As Marketing Mommy said on Twitter:

@sgetgood My reply to him: “Despite my efforts to break into the porn star business, I’ve yet to use the moniker XXX.”

The poor interns come in for a lot of flack when we talk about these often humorous mechanical mistakes, but really, it is management’s job to create a system with the proper checks and balances.

If you MUST mass e-mail bloggers (and I wish you wouldn’t), invest in a decent CRM system and assign your interns to getting the data entered properly. Not on cutting and pasting pitches. Buy everyone who drafts, edits or sends customer facing emails a dictionary and make it a requirement that it be displayed on their desks. Why? Because it will be a constant visual reminder to check not just the spelling of words, but their meaning. Spell check and online dictionaries can’t do that.

The mechanics are the first, most basic level of getting blogger outreach right. We can do it. I know we can.

Your message is the second, more important level of “getting it right.” My favorite fantasy is that next year, even more companies and their agencies will see the light and understand that what they should be doing is sharing compelling ideas and stories with their customers. Exciting things that will make them want to write about the brand.

Instead of trotting out formulaic pitches and recycling the same product launch templates from project to project, client to client, brand to brand.

Be careful though.This requires more than just identifying the blogger’s passion that drives interest in your product and inserting the message point in an otherwise bland pitch. That’s a start (I guess), but it’s not enough. There is honestly still far too much of this sort of pitch circulating in the ether.

Really getting it right requires that you connect with that passion. To do that, you need to know the bloggers you are reaching out to. It still comes back to the 3 R’s as coined by good friend and colleague David Wescott in 2007 – respect your customer, be relevant and build a relationship over time.
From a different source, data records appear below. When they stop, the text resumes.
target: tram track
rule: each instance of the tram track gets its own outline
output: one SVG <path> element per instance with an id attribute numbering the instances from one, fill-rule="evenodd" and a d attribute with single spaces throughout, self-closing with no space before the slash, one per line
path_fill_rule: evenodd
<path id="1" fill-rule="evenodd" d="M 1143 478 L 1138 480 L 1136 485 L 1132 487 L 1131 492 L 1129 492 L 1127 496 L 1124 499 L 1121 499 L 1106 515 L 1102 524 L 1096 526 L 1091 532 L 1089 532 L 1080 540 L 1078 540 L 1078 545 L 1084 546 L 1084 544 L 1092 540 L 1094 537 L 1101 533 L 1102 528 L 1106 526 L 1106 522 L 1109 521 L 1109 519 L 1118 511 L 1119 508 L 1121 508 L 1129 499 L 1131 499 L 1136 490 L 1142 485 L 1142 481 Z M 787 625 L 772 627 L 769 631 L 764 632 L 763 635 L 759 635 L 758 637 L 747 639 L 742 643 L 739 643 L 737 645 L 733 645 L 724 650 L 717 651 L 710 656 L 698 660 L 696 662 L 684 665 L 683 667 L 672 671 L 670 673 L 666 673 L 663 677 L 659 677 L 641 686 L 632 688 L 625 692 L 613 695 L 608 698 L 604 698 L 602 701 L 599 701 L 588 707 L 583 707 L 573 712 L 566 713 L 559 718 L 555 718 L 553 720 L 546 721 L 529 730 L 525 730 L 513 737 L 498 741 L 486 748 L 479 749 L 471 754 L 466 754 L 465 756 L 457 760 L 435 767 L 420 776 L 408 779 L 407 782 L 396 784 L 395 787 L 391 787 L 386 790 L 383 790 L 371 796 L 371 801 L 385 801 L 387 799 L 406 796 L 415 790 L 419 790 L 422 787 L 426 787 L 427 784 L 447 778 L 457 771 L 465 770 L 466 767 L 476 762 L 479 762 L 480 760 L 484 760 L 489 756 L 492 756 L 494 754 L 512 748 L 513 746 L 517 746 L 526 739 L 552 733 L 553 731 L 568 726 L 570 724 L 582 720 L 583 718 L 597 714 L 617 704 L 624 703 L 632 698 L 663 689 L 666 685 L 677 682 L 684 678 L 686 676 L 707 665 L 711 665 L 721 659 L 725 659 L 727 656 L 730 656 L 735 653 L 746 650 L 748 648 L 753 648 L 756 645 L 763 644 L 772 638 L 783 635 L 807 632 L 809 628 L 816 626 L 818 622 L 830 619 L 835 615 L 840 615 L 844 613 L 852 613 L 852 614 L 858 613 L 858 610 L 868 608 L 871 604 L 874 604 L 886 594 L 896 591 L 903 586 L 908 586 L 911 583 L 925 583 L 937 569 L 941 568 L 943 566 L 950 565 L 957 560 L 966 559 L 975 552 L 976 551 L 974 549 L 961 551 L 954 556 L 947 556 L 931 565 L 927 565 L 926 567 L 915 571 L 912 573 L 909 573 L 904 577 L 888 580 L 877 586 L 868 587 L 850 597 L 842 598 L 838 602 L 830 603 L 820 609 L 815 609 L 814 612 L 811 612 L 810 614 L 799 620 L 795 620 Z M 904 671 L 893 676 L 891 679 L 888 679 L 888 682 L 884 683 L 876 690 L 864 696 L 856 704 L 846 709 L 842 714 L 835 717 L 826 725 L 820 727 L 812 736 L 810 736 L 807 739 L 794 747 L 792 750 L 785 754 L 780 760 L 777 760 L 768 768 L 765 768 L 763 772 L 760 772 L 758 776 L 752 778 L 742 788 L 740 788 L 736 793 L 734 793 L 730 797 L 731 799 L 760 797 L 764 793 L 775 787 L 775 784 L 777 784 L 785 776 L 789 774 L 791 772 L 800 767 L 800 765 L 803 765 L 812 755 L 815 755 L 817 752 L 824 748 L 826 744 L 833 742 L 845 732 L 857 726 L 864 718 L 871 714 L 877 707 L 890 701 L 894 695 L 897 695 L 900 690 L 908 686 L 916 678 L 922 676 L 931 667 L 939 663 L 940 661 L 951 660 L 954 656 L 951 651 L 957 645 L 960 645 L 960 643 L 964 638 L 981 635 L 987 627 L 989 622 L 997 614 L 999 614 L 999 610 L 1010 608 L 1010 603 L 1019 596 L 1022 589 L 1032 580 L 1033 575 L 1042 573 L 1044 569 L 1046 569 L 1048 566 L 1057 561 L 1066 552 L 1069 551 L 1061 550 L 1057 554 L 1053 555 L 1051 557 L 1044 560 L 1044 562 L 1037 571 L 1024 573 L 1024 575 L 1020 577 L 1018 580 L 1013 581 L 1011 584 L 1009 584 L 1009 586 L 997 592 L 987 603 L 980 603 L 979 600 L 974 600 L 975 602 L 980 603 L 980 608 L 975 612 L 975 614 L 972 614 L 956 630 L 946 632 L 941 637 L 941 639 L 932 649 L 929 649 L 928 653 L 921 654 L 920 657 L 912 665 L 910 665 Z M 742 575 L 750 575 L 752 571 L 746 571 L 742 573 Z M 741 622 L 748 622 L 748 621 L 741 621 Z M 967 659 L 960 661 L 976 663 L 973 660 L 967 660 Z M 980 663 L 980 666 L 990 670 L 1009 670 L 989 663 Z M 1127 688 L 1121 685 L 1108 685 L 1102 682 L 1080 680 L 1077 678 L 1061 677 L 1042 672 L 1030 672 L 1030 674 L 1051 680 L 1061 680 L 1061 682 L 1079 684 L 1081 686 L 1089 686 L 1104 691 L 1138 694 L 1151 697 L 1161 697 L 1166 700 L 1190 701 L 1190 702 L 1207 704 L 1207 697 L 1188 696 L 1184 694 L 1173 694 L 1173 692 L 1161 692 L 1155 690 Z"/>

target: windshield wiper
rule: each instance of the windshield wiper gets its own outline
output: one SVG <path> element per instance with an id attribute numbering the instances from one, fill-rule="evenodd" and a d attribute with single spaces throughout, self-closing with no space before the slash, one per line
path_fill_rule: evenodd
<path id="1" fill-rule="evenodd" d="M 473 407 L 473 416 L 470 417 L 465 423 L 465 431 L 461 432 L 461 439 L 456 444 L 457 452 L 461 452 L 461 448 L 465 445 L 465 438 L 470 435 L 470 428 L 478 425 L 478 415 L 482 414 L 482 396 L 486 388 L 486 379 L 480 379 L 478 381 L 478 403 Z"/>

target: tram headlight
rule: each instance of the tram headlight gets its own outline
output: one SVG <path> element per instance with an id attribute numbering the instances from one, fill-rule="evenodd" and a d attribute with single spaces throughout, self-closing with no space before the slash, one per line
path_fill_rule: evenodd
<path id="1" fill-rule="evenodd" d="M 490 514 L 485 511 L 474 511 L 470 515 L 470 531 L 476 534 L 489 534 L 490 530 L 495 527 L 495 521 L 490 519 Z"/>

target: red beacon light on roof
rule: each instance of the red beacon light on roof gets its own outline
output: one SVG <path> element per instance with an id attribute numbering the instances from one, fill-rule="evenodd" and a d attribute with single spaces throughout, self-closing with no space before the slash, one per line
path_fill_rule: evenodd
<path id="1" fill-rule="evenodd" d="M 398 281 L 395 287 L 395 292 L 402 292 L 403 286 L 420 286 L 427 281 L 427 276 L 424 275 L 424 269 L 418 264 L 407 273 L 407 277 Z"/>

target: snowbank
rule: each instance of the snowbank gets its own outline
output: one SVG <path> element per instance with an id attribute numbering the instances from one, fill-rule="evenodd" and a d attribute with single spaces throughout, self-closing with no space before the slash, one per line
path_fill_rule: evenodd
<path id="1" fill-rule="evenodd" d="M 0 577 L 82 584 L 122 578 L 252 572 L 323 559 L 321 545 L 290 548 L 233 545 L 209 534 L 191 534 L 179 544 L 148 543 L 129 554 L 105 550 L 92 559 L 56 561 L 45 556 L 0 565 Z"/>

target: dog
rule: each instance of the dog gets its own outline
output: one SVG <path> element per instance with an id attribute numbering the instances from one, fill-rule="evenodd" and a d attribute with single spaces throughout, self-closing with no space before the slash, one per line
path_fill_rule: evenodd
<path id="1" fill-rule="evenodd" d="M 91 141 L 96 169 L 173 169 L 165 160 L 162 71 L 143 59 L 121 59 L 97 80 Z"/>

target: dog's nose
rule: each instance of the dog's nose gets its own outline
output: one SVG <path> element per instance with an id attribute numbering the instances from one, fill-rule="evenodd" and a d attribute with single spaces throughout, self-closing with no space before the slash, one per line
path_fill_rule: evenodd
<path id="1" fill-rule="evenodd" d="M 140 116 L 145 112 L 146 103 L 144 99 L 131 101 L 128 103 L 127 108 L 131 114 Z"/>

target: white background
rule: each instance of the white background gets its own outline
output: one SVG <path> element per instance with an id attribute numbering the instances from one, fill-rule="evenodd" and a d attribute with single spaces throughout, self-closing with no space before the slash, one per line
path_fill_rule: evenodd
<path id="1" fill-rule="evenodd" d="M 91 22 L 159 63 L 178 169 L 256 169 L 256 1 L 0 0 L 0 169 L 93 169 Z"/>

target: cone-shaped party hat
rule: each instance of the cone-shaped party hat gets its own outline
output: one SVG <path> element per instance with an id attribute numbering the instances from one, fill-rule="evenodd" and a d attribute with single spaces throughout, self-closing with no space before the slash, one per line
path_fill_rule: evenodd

Good blogger relations is  still (and always will be) a commitment, not a one night stand.

—

Pennsylvania Governor’s Conference for Women ticket giveaway – Stay tuned: I will pick a winner this weekend from the comments on this post. I also have one ticket each for the Texas Conference for Women in November and the Massachusetts Conference for Women in December. Watch for a post next week about the conferences and details on how I plan to give away those passes. More than likely it will be on Twitter, not here on the blog as finding time to write is a bit problematic for the next two weeks due to my schedule.

Next week, I will be in NYC most of the week, digging in to my second week on the job as VP Sales Marketing for BlogHer and speaking at a PRSA event on Friday. The following week, I travel to Orlando to present a social media workshop at AARP’s Orlando@50+ conference.

In between all of that we are trying to find a place to live for 3 people, 3 dogs and 2 cats. Fun times!  We need a rental within about an hour’s commute to Manhattan by train until we sell our house in Massachusetts. If you’ve got leads, let me know. We’re leaning toward western Connecticut but open to all suggestions.